Rexer and Genesis
The design and synthesis of genomes provide a powerful approach for understanding and engineering biology. Genome synthesis can elucidate synonymous codon function, facilitate genetically encoded unnatural polymer synthesis, and accelerate metabolic engineering. Methods that i) work with industry applicable bacteria and higher organisms, ii) replace the genome in defined sections, iii) provide feedback on precisely where a given design fails and on how to repair it, and iv) that can be rapidly iterated for whole genome replacement, would accelerate our ability to understand and manipulate the information encoded in genomes. However, in E. coli – the workhorse of synthetic biology – progress on replacing large sections of the genome has been slower than in naturally recombinogenic organisms. Sequence-specific recombinases may be introduced into E. coli to direct recombination at defined target sequences, that must be introduced into the genome in advance, and these approaches cannot be iterated. Lambda red-mediated homologous recombination is commonly limited to deletion or inserting/replacing only 2-3 kb of genomic DNA with limited efficiency and locus specificity (Figure 1).

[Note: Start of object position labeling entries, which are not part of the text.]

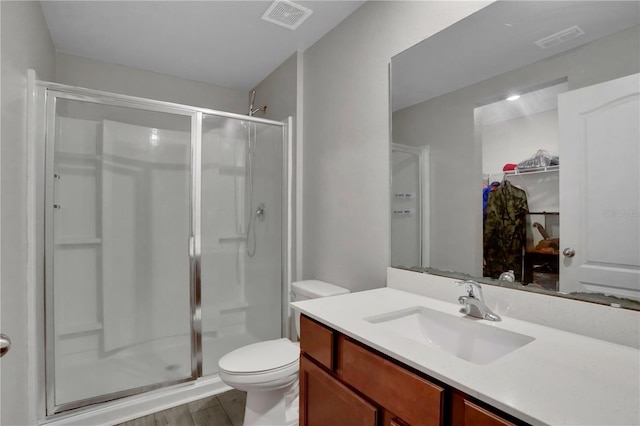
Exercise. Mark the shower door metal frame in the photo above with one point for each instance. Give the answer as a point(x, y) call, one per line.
point(53, 91)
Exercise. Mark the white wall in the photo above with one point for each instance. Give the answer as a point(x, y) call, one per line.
point(346, 215)
point(280, 92)
point(77, 71)
point(446, 123)
point(25, 43)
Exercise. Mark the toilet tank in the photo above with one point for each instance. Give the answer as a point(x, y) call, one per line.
point(313, 289)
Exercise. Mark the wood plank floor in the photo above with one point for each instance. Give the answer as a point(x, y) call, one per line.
point(226, 409)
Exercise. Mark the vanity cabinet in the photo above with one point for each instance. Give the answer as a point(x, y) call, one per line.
point(343, 382)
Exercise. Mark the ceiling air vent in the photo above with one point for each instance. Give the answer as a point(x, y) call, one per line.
point(560, 37)
point(286, 14)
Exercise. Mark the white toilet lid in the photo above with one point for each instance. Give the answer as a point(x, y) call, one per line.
point(261, 356)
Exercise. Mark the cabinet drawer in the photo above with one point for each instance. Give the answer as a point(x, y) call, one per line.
point(478, 416)
point(317, 341)
point(327, 402)
point(413, 399)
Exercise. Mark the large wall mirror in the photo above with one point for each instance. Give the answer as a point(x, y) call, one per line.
point(516, 150)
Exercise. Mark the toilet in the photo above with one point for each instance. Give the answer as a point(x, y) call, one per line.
point(268, 371)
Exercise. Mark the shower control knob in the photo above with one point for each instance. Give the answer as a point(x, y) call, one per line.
point(5, 344)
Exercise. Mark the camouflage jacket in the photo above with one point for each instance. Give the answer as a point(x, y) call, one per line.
point(505, 230)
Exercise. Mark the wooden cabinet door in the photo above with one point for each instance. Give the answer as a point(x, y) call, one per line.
point(466, 413)
point(324, 401)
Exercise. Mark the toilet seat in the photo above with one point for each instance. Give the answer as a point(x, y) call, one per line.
point(270, 364)
point(260, 357)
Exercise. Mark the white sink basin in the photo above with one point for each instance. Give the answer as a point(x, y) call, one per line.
point(463, 337)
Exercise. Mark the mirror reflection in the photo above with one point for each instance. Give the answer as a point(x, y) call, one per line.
point(515, 149)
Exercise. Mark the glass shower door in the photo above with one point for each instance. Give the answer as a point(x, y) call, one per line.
point(117, 228)
point(241, 216)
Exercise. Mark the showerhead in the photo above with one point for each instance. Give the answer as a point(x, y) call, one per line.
point(261, 109)
point(253, 110)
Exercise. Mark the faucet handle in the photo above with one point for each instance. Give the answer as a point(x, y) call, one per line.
point(473, 288)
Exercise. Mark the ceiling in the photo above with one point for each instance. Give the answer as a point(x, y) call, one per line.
point(225, 43)
point(499, 38)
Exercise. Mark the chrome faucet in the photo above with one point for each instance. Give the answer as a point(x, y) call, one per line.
point(473, 303)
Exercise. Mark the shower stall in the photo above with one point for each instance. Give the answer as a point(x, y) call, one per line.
point(162, 233)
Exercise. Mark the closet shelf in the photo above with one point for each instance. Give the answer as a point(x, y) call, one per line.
point(532, 171)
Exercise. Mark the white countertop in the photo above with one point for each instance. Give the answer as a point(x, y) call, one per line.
point(560, 378)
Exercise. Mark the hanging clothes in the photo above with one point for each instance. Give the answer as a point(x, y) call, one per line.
point(504, 230)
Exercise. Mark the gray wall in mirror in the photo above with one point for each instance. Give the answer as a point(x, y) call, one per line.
point(436, 109)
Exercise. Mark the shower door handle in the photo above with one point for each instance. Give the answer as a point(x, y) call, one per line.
point(5, 344)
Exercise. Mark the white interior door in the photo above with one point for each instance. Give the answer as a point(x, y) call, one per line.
point(600, 188)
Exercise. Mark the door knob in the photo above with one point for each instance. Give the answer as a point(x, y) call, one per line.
point(5, 344)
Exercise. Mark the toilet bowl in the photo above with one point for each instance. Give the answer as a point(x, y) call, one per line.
point(268, 371)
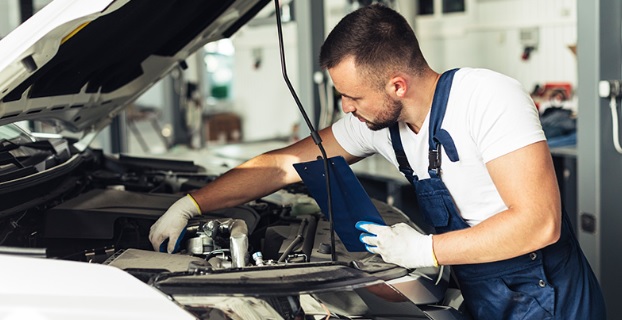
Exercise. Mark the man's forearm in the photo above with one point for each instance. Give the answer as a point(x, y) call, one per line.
point(251, 180)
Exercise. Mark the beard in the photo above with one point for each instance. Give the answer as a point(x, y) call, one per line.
point(391, 111)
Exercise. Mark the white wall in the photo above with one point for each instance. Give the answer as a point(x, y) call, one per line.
point(260, 95)
point(488, 36)
point(9, 16)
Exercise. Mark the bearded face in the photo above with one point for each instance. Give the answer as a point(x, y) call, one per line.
point(391, 111)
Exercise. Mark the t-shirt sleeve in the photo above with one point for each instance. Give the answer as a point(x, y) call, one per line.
point(354, 136)
point(503, 117)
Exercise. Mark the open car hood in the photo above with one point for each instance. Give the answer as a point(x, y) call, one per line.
point(81, 62)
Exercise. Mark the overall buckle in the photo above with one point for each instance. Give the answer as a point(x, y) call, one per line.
point(434, 159)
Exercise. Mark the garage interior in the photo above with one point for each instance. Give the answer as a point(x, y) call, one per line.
point(229, 103)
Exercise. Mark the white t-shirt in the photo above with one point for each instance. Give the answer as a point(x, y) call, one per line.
point(488, 115)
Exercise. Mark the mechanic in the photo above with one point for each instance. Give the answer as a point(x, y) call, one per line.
point(495, 204)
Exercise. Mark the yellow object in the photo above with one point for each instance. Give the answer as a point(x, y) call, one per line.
point(73, 33)
point(195, 203)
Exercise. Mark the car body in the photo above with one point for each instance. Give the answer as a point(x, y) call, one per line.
point(74, 221)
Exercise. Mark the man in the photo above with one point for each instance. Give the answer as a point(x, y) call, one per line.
point(491, 191)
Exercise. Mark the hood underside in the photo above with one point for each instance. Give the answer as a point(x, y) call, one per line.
point(81, 62)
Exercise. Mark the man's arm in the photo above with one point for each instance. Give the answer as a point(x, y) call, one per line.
point(251, 180)
point(526, 181)
point(265, 173)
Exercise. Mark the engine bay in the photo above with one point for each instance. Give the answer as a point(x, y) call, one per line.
point(106, 205)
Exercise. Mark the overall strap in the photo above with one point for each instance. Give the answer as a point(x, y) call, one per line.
point(398, 148)
point(437, 135)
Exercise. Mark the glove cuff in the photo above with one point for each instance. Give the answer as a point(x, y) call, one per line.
point(196, 205)
point(433, 255)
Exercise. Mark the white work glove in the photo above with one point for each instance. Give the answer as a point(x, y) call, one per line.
point(173, 222)
point(398, 244)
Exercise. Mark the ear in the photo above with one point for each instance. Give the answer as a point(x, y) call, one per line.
point(397, 87)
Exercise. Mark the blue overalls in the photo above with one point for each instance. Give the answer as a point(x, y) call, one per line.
point(555, 282)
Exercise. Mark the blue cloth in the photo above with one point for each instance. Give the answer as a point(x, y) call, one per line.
point(555, 282)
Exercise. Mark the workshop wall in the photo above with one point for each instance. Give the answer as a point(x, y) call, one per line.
point(260, 95)
point(496, 34)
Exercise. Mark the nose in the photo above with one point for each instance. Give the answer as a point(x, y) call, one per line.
point(346, 106)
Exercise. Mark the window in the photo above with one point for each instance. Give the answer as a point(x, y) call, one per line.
point(450, 6)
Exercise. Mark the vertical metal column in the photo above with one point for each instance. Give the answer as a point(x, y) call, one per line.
point(309, 16)
point(599, 52)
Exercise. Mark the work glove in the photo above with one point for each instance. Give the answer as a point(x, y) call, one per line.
point(173, 223)
point(398, 244)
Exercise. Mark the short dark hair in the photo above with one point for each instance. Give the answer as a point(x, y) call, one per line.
point(380, 40)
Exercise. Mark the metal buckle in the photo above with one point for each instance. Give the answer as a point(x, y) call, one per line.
point(434, 159)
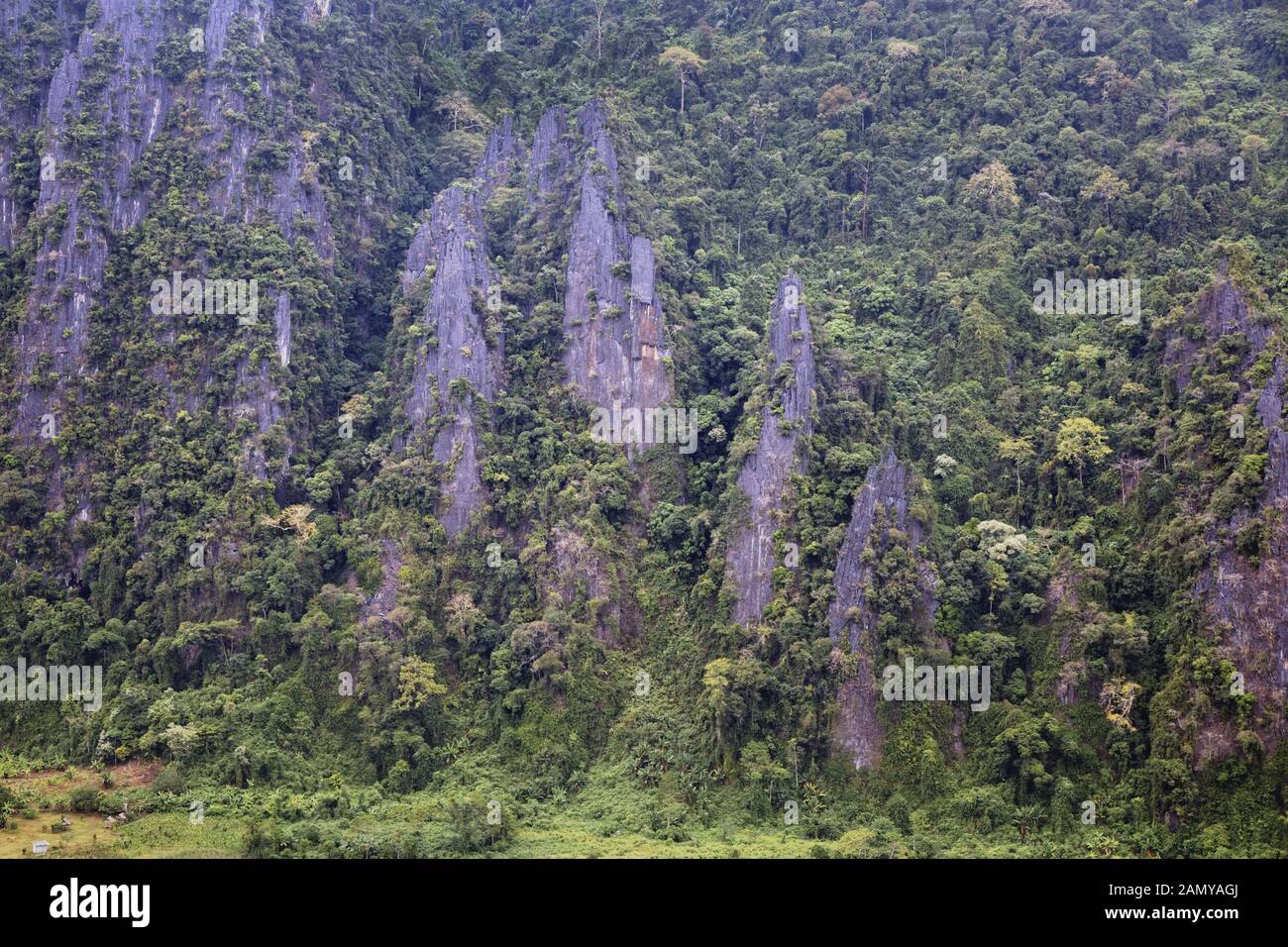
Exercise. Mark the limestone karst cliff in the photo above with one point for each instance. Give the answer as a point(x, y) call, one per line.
point(785, 431)
point(880, 508)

To address these challenges, we have designed and developed the Replicon Excision Enhanced Recombination (REXER) system, which enables the efficient, programmable, iterative, one-step introduction of long synthetic DNA fragment into the genome, as insertions or replacements (Figure 1). Because of the iterative nature of REXER, the product from the first round can serve as a direct template for the next round, leading to consolidation of a progressively longer synthetic segment on the genome. Iteration of REXER steps paves the foundation for the Genome Stepwise Interchange Synthesis (GENESIS) strategy, which synthesizes a new genome from a wildtype template through multiple consecutive REXER steps (Figure 1e). Given the length independence of REXER and the ability of E. coli to readily accept 300-kb bacterial artificial chromosomes (BACs), the entire 4.6-mb E. coli genome can be replaced with synthetic DNA in around 15 steps. Each step takes only a few days to implement and convergent syntheses may further accelerate complete genome synthesis.
Based on the extremely high efficiency of REXER and the deep sequencing capacity offered by Next Generation Sequencing, we have further developed and adapted our REXER method to locate and correct deleterious design flaws on synthetic DNA with single nucleotide accuracy. Such abilities to very quickly test, debug, validate and improve synthetic DNA design is unique to our methods, and crucial in deciphering the hidden message of life during our expedition to create a synthetic life form powered by a synthetic genome.
Figure 1. Iterating REXER for GENESIS.
a. λ red recombination, REXER 2 and REXER 4. CRISPR protospacers are coloured rectangles. Coloured triangles indicate CRISPR/Cas9 cut sites. HR: homologous regions; s.DNA: synthetic DNA; g.DNA: genomic DNA; + and +1: KanR; -1: rpsL, +2: CmR, -2: sacB. REXER 4 augments REXER 2 by adding two extra cut sites flanking the genomic -1/+1 locus.
b. Locus specificity of λ red recombination, REXER 2 and REXER 4 using identical homologous regions.
c. REXER 2 and REXER 4 are dependent on the CRISPR/Cas9 system and recombination machinery. Controls omit either spacer RNA or lambda red beta.
d. The efficiency of REXER 2 and REXER 4 is constant for insertions between 2 kb and 90 kb, with around 104 c.f.u. for REXER 2 and 107 c.f.u. for REXER 4.
e. The product of the first round of REXER serves as a direct template for the second round of REXER. Iterative genomic replacement by REXER will enable genome replacement in a series of steps following the Genome Stepwise Interchange Synthesis (GENESIS) strategy. Pink segment: synthetic DNA; grey segment: genomic DNA; +1: KanR; -1: rpsL, +2: CmR, -2: sacB.